This the fourth short story in the "Beam" series by award winning author and inventor, Trevor F. Smith.
The adventure picks up where "Sphere" left off, as Elizabeth, Lester, and Hitchcock have reached the orbit of the mysterious object left by the beam:
Hitchcock was awake. Starlight filtered through the forest canopy and dappled the walls of the cabin he shared with Lester. A trio of Clytemnestra’s beetle bots was resting in Lester's sleep-crumpled dreads, occasionally flicking their wings in response to dreams. Sometimes he forgot that he was in microgravity on a self-aware ship orbiting far from Earth. This quiet morning, snuggled in with his sleeping lover and their intelligent ship, he knew that he was home.
When Hitchcock's watch read 0500, he slowly slid his arm from behind Lester's head and slipped out of the sleeping bag that was their floating bed. As he pushed out of the cabin door he snagged his neatly packed gym bag, put together the night before in hopes of a quiet morning.

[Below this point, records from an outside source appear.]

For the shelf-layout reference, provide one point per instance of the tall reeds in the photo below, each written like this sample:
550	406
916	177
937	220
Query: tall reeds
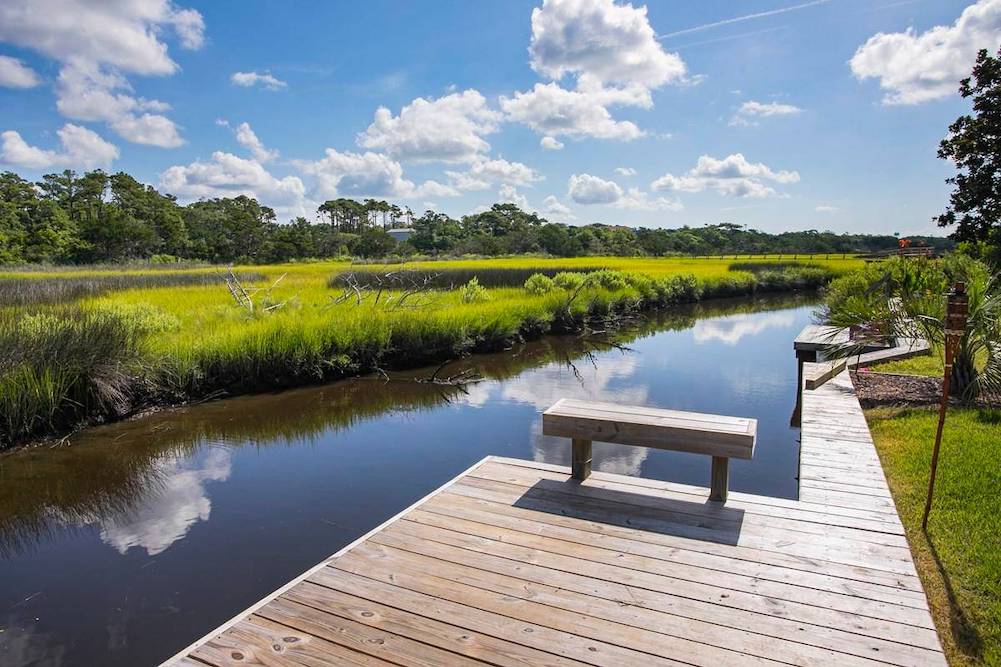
19	291
60	367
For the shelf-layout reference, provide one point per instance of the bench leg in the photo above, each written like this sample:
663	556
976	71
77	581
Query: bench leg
720	480
581	460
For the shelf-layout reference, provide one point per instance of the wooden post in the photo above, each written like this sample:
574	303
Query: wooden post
581	460
719	484
955	327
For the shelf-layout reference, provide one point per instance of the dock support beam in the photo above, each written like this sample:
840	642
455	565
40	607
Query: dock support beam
581	460
719	485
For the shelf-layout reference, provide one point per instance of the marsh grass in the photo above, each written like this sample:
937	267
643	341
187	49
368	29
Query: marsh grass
447	277
61	366
177	343
20	291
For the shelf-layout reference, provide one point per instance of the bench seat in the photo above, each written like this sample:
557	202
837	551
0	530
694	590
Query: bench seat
722	438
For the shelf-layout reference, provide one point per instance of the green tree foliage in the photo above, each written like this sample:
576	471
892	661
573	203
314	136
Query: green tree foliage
974	146
94	216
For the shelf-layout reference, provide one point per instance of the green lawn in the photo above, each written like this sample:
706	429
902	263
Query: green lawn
960	559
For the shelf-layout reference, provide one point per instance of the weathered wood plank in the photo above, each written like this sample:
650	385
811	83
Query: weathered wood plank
511	564
712	435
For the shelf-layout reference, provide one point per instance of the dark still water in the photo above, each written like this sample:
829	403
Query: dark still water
137	538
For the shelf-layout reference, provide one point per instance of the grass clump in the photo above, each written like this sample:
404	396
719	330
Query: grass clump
539	283
60	367
959	559
31	290
181	342
473	292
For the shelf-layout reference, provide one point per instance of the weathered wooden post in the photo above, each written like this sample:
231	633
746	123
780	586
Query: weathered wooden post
955	327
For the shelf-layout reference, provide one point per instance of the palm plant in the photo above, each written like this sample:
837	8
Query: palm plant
903	298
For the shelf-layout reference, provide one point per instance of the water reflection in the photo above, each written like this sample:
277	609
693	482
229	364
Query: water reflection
164	527
160	518
731	329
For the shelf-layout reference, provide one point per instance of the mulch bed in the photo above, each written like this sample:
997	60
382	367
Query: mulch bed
876	390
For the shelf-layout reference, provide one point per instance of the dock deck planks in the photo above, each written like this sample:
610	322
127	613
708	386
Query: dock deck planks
512	563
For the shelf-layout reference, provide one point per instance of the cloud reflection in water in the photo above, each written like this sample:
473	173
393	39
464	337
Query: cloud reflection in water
166	515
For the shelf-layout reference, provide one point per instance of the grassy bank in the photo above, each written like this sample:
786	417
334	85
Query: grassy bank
959	560
179	339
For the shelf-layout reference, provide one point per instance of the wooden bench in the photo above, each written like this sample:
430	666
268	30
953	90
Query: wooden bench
723	438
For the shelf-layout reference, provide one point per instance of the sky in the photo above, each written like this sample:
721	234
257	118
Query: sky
777	114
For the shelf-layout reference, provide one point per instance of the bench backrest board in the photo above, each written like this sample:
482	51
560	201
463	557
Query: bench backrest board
713	435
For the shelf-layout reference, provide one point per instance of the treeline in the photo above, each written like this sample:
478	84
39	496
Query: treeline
99	217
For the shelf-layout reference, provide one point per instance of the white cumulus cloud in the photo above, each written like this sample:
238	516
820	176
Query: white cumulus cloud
588	189
611	51
366	174
553	110
733	175
553	206
96	42
15	74
250	79
551	143
917	67
127	36
510	194
610	42
752	109
636	199
88	92
81	148
480	174
247	138
446	129
228	175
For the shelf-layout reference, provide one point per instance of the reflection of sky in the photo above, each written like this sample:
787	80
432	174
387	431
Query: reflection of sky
731	329
611	380
22	644
165	516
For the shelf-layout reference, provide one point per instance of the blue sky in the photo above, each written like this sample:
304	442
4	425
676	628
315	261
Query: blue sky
779	114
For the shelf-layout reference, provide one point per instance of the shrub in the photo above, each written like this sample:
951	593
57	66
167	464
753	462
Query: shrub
678	289
608	278
539	284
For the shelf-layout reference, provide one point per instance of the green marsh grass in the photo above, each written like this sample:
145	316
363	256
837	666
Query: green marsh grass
192	341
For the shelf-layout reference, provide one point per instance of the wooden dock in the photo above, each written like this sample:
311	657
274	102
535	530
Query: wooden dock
513	563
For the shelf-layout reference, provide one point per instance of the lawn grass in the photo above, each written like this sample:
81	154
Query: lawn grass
959	561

From the cabin's porch, Hitchcock listened and looked out over the forest while he performed the stretching routine that he had learned from his ROTC squad leader and then modified for microgravity. He warmed up his muscles and stretched his tendons to the sounds of insects enjoying easy flights, oblivious to their distance from Earth's biome. He looked over the curving canopies that grew wild without gravity’s pull.
Sensing nothing out of the ordinary, Hitchcock pushed to the outer wall of the forest module. He clipped himself into a waist belt with cables that connected to two loops poking out of a track on the floor. Once the belt was secure, the loops moved away from each other until the tension in the cables pulled Hitchcock's feet securely to the floor. He shifted forward and back to test that the tension was steady, then began his morning run around the forest.
A quarter of the way around the dome, he ran past the clearing where Clytemnestra's beetles covered the trunk of a dogwood tree. He noted that the buds that appeared a few days ago were almost ready to bloom. The beetles noticed his passing and buzzed their wings to play a short burst of Reveille. He smiled and waved.
As he approached the halfway mark most distant from his and Lester's cabin, he heard voices coming from above the trees where Elizabeth Stinton spent most of her time on the ship. She was exchanging heated words with the chief operating office of the company she operated back on Earth, no doubt because of the legal takeover attempt of her company by Monk Industries. Not wanting to intrude, he picked up his pace and focused on his breathing until he was out of earshot.
At three-quarters around the forest he could look through a break in the canopy and out through the transparent dome to see the object whose mystery had brought them here. Little more than a black spot against the stars, its matte surface appeared unchanged since 78 hours ago when their alien guide, Sphere, had disappeared inside. Despite Sphere's assurances beforehand, Hitchcock was uneasy that they had seen no movement.